3/05/2012

Where are the Peer-to-Peer web apps?

Perhaps the reason we have not seen single-page html applications that connect directly to peers without an intermediate server is that browsers cannot easily listen on a local port. They can open outgoing connections all day long, but WebRTC may be the first web standard that allows the browser to listen on a port. If there are others, please let me know.

Of course, the WebRTC spec looks overly complicated for the incredibly simple thing I want to do. I just want the browser to be able to listen on a port like any other process on the machine can. Sure, there are security implications, but these exist for everything the browser exposes to web applications, and there's an entire class of Peer-to-Peer web apps that simply cannot easily be written using current web technologies.

There are many examples of a Peer-to-Peer experience being delivered to users using a client-server architecture. ChatRoulette, Omegle, and even more recently, products like Google Hangouts. These applications must be implemented by using servers in the middle to connect the peers, making scaling them much harder than it would be if browsers could just listen.

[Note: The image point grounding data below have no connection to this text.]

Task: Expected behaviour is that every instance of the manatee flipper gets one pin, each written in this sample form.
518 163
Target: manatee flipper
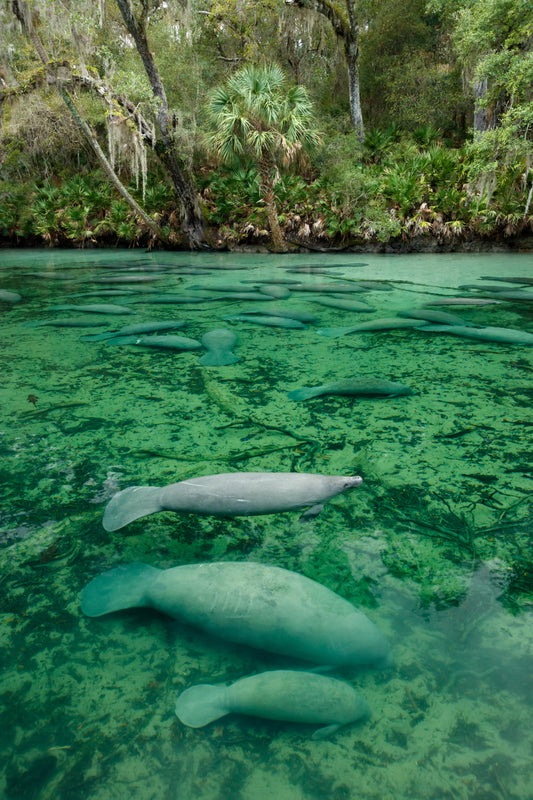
323 733
123 587
311 512
132 503
201 704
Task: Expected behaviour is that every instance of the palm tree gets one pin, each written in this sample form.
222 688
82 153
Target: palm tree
256 115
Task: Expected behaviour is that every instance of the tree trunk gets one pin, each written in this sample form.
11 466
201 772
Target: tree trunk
481 123
193 223
348 31
267 191
351 48
108 169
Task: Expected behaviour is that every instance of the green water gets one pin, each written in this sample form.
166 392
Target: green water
435 546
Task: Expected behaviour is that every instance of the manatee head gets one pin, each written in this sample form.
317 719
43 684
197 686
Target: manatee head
351 480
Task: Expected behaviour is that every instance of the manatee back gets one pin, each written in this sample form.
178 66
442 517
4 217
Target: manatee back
271 609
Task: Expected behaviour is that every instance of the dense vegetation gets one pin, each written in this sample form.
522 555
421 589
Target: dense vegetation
324 123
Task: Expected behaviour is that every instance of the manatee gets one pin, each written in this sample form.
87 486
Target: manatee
105 293
171 298
387 323
218 343
367 387
344 305
515 279
9 297
166 342
290 313
273 281
242 296
381 286
253 604
141 327
486 334
513 294
137 278
479 287
56 276
287 695
229 495
74 322
461 301
328 287
103 308
436 317
222 287
272 290
269 321
316 271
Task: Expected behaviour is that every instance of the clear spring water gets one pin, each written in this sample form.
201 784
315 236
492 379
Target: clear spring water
435 546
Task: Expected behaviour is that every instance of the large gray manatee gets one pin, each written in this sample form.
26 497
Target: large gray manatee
253 604
289 695
229 494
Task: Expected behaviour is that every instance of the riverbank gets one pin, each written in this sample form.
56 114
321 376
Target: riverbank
401 244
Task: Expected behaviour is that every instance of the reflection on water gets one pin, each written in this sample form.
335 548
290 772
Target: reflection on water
435 546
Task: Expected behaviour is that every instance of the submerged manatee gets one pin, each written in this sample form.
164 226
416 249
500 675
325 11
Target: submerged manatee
268 321
100 308
329 287
141 327
165 342
248 603
437 317
272 290
73 322
368 387
486 334
9 297
461 301
289 313
218 343
230 494
344 305
384 324
287 695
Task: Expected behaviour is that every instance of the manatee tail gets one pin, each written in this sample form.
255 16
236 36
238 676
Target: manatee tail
130 504
304 393
123 340
221 360
332 333
123 587
201 704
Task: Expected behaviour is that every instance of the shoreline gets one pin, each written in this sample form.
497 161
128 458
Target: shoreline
420 244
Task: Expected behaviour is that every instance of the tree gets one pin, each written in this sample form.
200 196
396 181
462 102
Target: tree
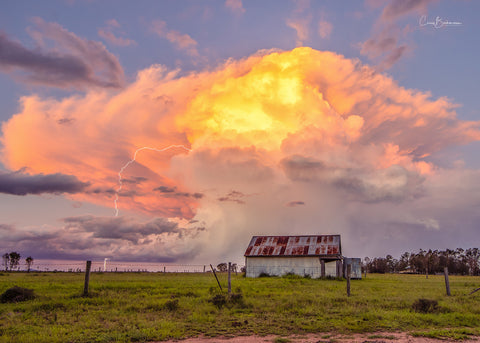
14 259
6 260
29 262
223 267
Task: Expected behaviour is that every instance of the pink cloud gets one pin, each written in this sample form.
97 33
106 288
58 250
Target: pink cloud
235 6
181 41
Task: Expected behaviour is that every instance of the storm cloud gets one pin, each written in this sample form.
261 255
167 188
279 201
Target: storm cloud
18 183
71 62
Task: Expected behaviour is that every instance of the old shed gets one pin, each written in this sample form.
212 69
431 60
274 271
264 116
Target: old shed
313 255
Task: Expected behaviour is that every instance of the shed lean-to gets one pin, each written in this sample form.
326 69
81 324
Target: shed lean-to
313 255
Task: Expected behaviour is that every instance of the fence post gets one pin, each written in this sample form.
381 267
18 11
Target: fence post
349 268
447 282
87 278
215 274
229 277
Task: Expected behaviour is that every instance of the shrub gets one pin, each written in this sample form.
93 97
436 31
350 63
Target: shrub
425 306
17 294
219 300
172 305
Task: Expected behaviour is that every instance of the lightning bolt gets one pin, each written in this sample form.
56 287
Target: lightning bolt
120 182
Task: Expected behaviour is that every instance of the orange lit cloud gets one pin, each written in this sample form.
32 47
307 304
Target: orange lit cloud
296 127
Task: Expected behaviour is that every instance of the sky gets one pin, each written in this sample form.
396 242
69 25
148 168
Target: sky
173 131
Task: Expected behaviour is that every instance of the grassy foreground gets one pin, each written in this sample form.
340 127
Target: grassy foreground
138 307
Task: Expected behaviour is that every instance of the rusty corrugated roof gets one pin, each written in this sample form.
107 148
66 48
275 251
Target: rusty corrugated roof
315 245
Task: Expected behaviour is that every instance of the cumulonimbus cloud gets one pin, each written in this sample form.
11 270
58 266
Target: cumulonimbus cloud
300 124
71 62
19 183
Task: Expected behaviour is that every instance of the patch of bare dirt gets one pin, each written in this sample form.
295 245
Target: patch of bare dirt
380 337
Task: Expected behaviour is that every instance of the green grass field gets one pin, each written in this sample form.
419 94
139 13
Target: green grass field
139 307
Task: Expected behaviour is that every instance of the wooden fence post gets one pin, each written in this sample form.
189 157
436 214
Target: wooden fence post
215 274
87 278
229 277
349 268
447 282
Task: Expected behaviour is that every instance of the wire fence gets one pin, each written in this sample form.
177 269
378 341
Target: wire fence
112 266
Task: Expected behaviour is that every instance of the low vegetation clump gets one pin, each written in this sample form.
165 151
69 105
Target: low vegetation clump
143 307
17 294
425 306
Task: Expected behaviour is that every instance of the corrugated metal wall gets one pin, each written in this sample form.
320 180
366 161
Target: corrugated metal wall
279 266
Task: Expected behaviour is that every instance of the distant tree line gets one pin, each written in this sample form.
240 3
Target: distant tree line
11 261
458 261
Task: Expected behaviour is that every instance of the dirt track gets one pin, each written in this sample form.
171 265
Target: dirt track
324 338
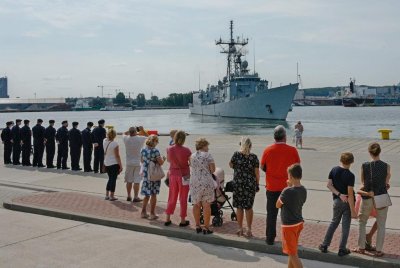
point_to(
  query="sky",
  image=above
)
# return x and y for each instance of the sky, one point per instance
(67, 48)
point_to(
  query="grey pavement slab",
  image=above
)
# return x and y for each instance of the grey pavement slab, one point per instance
(73, 244)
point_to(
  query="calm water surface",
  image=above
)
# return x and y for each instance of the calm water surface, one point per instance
(330, 121)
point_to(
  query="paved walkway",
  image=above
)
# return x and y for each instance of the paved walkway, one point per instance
(96, 207)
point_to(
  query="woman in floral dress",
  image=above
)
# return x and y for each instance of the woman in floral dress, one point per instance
(245, 183)
(201, 184)
(150, 189)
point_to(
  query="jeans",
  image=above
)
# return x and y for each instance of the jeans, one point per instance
(112, 172)
(272, 214)
(365, 210)
(341, 212)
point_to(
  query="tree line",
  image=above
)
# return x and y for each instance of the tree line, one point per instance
(173, 100)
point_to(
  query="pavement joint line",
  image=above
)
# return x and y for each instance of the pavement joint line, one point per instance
(216, 239)
(43, 235)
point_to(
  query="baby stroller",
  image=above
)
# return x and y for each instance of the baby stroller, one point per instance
(219, 203)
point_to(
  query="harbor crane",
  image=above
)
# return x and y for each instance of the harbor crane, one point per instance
(102, 89)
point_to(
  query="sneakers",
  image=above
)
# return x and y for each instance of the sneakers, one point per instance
(323, 249)
(343, 252)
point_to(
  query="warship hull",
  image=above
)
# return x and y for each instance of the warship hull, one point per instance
(271, 104)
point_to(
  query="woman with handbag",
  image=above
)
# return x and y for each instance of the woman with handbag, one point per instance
(202, 184)
(246, 181)
(179, 175)
(150, 188)
(112, 163)
(375, 176)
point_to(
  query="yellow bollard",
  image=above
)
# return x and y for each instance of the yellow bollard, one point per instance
(385, 133)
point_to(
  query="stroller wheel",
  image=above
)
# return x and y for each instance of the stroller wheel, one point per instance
(215, 222)
(233, 216)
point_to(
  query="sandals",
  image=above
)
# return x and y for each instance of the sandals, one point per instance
(240, 232)
(249, 234)
(186, 223)
(358, 250)
(207, 231)
(379, 254)
(153, 217)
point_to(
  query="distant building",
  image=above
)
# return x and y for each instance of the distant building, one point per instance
(3, 87)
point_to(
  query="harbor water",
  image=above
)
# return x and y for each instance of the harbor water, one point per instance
(318, 121)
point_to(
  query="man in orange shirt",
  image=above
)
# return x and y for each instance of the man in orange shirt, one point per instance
(274, 162)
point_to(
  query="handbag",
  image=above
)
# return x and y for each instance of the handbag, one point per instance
(156, 173)
(185, 178)
(103, 167)
(382, 200)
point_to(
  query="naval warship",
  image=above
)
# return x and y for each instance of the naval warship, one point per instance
(242, 94)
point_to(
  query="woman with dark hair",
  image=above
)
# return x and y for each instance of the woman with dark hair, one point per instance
(112, 163)
(375, 176)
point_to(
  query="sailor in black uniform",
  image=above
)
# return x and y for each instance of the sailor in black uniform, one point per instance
(87, 147)
(62, 141)
(26, 143)
(98, 135)
(50, 140)
(7, 141)
(38, 133)
(16, 140)
(75, 145)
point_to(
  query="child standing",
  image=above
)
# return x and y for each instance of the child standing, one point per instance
(291, 202)
(341, 184)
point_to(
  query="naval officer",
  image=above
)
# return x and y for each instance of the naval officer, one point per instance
(6, 138)
(16, 140)
(38, 133)
(50, 140)
(26, 143)
(98, 135)
(75, 145)
(62, 141)
(87, 147)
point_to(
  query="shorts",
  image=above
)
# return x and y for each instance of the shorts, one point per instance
(132, 174)
(290, 238)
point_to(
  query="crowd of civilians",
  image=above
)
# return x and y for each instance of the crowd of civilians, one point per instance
(191, 173)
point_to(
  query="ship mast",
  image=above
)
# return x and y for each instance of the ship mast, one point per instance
(233, 54)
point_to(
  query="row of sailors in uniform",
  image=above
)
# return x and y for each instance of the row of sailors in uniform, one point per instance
(18, 140)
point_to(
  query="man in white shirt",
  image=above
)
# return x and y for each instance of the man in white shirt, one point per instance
(133, 146)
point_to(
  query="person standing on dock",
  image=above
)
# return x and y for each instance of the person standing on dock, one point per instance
(38, 133)
(16, 140)
(62, 141)
(275, 161)
(75, 145)
(50, 141)
(87, 143)
(98, 135)
(6, 138)
(26, 143)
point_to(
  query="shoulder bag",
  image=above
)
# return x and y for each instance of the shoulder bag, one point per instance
(155, 171)
(186, 178)
(382, 200)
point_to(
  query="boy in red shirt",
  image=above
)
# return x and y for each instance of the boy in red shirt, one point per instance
(274, 162)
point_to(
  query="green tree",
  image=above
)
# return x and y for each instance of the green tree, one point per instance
(120, 99)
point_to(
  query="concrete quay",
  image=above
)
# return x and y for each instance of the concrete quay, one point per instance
(318, 157)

There is an opportunity to explore a generic Client-Agent-Peer architecture, where Clients (Browsers) talk to an Agent server using HTTP to configure the state of the Agent, which would then be contacted by the Peer on behalf of the Client when the Browser is not online. When the Browser is online, the Agent can refer the Peer directly to the Client. When the Browser is offline, the Agent can handle the request itself using a cached copy of the material the Browser was sharing, or it can just decline to fulfill the request.

Reverse HTTP was my attempt to push out the simplest thing that could possibly work to get browsers to talk to each other. It didn't really go anywhere in terms of being implemented in actual browsers. Coincidentally, someone else had the same idea around the same time, and implemented Reverse HTTP in terms of actual HTTP Requests encoded in Responses, and vice versa. This makes it possible to write a pure javascript client rather than needing the browser to support the Upgrade protocol itself.

Really, though, it would be very nice if all of the hacks and tricks and workarounds weren't necessary, and I could just listen on a port with javascript. I'll keep dreaming.